エリアナという『本物』がいなければ、自分たちはただの、力を持たない一対の男女に過ぎない。その残酷な事実に、彼らはようやく直面していた。
*
「お腹いっぱいね、ラピス。午後はあそこでお昼寝しましょうか」
私は、ラピスがいつの間にか庭に作ってくれた、虹色の花が咲き乱れる特等席を指差した。
そこはただ座っているだけで、身体の芯から淀みが消えていくような、不思議なほど清浄な空気に満ちている。
世界でたった一匹、私だけの神獣は、私の膝の上に丸まり、ゴロゴロと満足げに喉を鳴らしている。
ふと、森の境界線あたりで、腰を抜かしてこちらを呆然と見つめている男性がいた。
辺境の村の住人だろうか。
彼は、昨日まで「死の森」と呼ばれ、一歩でも近づけば命がないと畏怖されていた禁忌の地が、わずか一晩で「神々しい光を放つ楽園」へと変貌している異様な光景を、震えながら眺めていた。
「あら、お客様かしら? でも、今日はお昼寝が先ね。
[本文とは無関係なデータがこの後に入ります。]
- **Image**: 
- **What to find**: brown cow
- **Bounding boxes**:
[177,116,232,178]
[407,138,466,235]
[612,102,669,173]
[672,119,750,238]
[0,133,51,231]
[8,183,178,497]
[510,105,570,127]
ラピスも眠そうだもの」
私はそんな驚愕の視線には構わず、柔らかい花の絨毯に身を預けた。
ラピスの温かな背中に顔を埋め、柔らかな午後の眠りに身を任せる。
誰の許可もいらない。誰のために祈る必要もない。
ただ、好きな時に、好きなだけ眠れる幸せ。
私を捨てた国が、今さら血眼になって自分を探し始めていることなんて、夢にも思わずに。